HCatalog is a tool that allows you to access Hive metastore tables within Pig, Spark SQL, and/or custom MapReduce applications. HCatalog has a REST interface and command line client that allows you to create tables or do other operations. You then write your applications to access the tables using HCatalog libraries. For more information, see Using HCatalog. HCatalog is included in Amazon EMR release version 4.4.0 and later.

HCatalog on Amazon EMR release version 5.8.0 and later supports using AWS Glue Data Catalog as the metastore for Hive. For more information, see Using AWS Glue Data Catalog as the metastore for Hive.

The following table lists the version of HCatalog included in the latest release of the Amazon EMR 6.x series, along with the components that Amazon EMR installs with HCatalog.

For the version of components installed with HCatalog in this release, see Release 6.15.0 Component Versions.

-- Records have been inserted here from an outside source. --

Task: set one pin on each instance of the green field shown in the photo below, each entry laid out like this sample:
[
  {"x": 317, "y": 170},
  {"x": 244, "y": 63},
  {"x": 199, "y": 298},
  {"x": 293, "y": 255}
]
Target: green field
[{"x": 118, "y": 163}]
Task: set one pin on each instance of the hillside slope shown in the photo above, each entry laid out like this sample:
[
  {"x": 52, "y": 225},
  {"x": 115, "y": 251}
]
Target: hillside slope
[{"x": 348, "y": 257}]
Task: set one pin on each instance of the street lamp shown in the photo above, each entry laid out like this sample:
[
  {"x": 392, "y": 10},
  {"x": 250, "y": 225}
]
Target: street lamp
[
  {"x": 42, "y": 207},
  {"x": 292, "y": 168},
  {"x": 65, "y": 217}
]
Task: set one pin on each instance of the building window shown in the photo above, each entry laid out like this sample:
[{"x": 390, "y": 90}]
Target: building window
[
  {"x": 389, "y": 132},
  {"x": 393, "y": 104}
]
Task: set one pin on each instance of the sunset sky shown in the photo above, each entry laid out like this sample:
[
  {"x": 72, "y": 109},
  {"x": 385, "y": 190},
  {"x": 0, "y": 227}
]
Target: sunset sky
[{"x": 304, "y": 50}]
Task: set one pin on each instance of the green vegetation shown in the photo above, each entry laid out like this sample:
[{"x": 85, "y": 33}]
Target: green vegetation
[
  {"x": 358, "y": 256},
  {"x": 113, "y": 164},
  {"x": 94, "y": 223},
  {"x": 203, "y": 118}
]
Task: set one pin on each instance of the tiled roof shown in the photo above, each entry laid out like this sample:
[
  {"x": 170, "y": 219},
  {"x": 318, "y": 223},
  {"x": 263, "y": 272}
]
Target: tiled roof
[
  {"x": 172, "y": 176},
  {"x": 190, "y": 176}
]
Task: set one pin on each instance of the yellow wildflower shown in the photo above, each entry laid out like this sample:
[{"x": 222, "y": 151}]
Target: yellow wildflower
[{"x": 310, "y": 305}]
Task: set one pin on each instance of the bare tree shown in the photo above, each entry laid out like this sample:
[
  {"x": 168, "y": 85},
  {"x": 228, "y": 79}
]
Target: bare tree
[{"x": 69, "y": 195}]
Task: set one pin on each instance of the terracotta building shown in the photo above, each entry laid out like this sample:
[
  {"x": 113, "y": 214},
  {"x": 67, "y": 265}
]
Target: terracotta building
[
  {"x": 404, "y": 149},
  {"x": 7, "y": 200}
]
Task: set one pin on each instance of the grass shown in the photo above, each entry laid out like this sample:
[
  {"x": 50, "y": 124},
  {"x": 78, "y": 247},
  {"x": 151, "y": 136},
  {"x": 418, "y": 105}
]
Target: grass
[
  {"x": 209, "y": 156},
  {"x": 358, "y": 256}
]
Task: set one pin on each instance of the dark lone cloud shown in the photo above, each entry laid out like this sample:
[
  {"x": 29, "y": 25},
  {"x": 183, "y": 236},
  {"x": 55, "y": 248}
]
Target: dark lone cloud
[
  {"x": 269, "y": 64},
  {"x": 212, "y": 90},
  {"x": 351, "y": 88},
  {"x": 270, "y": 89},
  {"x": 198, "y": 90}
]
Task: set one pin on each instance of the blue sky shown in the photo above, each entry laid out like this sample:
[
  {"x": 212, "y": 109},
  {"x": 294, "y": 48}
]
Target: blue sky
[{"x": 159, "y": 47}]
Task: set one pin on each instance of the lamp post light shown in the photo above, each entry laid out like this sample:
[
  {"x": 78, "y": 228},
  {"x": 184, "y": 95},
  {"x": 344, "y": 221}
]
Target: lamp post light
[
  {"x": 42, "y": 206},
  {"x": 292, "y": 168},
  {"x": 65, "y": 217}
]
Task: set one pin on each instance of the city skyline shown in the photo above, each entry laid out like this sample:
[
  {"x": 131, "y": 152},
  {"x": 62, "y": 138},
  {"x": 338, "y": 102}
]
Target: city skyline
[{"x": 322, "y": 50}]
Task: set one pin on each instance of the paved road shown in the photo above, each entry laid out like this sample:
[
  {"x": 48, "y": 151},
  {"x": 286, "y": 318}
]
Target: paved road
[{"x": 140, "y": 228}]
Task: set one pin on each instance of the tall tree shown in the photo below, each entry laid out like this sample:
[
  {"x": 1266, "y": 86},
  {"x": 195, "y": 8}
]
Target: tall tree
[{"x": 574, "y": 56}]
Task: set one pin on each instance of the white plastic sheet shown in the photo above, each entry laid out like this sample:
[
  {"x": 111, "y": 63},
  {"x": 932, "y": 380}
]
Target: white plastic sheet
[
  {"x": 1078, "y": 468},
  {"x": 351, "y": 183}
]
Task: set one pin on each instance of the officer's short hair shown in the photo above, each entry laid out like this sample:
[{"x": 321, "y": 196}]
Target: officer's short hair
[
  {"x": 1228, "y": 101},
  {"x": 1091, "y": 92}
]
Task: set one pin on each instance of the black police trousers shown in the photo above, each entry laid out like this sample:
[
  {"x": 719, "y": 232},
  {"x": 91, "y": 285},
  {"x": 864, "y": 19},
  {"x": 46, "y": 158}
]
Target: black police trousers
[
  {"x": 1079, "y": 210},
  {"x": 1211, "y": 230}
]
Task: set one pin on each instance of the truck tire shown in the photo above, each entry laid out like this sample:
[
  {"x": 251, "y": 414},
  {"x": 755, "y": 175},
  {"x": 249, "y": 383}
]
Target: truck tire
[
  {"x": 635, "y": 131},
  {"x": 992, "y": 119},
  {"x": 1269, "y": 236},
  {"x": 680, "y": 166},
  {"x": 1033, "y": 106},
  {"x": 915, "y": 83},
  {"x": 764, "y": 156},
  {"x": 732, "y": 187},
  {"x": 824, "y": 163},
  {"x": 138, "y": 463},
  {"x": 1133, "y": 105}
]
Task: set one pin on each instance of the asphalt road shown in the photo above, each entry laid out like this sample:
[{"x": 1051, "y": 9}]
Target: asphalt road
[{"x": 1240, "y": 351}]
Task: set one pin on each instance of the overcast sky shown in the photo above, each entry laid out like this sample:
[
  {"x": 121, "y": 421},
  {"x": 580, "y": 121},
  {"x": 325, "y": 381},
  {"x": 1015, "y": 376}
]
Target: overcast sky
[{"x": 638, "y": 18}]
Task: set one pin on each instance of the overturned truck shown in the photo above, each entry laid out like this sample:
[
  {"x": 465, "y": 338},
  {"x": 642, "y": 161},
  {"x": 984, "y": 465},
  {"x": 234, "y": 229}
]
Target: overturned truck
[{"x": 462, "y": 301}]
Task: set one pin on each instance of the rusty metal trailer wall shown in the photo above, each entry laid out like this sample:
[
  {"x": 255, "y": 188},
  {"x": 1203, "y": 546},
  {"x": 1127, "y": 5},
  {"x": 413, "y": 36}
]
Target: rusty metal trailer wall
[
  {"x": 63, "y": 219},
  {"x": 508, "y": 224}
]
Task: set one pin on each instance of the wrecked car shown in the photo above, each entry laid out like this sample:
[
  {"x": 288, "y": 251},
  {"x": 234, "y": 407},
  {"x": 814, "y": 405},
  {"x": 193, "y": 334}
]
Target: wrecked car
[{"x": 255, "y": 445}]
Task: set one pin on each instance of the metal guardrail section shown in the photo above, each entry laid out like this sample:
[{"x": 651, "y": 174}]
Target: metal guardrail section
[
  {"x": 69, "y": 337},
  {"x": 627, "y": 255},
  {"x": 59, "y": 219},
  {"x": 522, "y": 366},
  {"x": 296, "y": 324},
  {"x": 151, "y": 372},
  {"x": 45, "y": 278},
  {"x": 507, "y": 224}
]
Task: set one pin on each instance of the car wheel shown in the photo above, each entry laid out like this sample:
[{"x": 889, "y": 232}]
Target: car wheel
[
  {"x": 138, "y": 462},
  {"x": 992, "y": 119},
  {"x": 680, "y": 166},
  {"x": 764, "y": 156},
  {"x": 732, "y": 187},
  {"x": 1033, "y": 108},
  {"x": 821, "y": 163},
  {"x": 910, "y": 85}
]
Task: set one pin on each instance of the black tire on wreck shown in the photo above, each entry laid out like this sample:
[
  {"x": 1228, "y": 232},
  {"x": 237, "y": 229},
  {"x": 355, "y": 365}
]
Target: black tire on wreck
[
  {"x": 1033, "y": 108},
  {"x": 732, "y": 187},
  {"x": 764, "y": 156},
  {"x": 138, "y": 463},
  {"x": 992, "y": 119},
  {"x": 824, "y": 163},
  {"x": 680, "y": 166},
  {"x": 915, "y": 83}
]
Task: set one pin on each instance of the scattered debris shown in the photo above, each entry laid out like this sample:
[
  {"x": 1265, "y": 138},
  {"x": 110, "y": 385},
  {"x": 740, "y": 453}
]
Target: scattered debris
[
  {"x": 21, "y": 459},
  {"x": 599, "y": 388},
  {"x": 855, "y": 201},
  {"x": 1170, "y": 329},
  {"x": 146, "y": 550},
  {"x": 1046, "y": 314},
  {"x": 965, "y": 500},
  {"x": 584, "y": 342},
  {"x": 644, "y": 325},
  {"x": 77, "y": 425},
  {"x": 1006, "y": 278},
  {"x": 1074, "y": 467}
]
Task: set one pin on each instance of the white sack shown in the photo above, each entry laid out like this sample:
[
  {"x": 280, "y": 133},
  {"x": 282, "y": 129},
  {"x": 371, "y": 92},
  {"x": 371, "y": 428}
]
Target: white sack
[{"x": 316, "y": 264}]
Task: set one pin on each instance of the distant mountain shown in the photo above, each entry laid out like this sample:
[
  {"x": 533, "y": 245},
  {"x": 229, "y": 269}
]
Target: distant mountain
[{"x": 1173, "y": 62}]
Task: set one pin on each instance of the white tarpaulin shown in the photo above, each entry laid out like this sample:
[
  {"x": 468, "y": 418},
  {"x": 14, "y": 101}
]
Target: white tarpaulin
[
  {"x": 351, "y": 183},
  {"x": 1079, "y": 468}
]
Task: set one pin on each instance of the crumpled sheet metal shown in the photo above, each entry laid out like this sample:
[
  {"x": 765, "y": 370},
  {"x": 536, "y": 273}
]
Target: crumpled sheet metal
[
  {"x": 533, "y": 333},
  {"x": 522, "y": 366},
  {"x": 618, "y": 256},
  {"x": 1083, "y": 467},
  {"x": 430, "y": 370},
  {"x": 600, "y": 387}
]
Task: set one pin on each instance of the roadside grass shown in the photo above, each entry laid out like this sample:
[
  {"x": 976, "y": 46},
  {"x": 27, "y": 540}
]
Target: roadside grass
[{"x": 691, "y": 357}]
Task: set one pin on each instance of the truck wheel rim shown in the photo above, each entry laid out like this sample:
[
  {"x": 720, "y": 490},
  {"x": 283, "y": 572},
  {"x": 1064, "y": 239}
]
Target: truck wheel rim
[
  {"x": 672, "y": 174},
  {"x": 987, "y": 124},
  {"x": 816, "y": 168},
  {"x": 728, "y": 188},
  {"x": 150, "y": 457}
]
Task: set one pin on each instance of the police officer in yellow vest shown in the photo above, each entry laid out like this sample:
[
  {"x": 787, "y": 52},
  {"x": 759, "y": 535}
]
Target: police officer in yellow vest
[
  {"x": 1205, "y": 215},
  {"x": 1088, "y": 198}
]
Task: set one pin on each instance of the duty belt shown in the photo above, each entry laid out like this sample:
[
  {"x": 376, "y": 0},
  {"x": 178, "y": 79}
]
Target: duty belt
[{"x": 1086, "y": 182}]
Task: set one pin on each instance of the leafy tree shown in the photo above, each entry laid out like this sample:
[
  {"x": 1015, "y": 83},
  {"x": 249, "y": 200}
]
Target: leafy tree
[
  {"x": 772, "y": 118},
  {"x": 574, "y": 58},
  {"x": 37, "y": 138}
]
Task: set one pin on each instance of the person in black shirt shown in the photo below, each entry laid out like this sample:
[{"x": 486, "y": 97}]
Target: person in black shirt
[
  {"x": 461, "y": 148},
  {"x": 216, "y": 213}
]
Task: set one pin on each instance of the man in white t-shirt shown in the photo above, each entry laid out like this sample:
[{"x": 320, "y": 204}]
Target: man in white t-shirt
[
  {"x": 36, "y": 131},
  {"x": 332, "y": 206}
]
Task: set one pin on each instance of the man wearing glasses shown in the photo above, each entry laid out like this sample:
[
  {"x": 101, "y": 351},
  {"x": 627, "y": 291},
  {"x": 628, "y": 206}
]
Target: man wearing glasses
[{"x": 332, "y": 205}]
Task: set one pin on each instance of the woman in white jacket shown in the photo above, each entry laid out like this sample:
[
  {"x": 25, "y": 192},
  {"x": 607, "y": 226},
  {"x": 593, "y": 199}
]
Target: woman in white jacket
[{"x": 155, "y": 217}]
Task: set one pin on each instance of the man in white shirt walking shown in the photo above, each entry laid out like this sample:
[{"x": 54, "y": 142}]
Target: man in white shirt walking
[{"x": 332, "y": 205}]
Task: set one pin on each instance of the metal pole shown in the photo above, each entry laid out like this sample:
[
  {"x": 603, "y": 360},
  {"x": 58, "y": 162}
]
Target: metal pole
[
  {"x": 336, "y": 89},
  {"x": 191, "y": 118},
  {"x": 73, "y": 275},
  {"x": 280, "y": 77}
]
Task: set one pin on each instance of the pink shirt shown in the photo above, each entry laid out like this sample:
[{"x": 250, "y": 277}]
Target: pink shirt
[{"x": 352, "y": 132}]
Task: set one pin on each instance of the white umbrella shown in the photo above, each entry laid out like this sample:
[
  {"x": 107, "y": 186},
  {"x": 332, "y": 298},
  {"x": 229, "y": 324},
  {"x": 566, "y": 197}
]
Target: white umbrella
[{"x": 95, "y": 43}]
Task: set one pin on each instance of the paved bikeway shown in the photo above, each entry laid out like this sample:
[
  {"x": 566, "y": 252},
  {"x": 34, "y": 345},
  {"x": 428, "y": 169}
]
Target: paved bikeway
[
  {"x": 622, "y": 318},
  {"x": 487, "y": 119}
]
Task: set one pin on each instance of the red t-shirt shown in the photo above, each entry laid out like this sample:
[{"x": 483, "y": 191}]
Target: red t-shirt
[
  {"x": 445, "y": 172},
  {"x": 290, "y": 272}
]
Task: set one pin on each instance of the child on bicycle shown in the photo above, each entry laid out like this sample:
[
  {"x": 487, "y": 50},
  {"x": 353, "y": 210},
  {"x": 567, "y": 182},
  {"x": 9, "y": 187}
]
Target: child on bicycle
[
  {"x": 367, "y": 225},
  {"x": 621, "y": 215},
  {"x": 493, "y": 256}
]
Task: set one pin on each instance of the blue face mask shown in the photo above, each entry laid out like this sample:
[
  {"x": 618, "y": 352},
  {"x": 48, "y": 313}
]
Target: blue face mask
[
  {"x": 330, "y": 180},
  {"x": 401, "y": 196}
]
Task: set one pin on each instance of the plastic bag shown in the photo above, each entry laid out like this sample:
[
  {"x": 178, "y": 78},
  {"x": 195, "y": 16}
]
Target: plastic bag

HCatalog version information for emr-6.15.0
Amazon EMR Release Label HCatalog Version Components Installed With HCatalog

emr-6.15.0

HCatalog 3.1.3

emrfs, emr-ddb, emr-goodies, emr-kinesis, hadoop-client, hadoop-mapred, hadoop-hdfs-datanode, hadoop-hdfs-library, hadoop-hdfs-namenode, hadoop-kms-server, hadoop-yarn-nodemanager, hadoop-yarn-resourcemanager, hadoop-yarn-timeline-server, hcatalog-client, hcatalog-server, hcatalog-webhcat-server, hive-client, mariadb-server

The following table lists the version of HCatalog included in the latest release of the Amazon EMR 5.x series, along with the components that Amazon EMR installs with HCatalog.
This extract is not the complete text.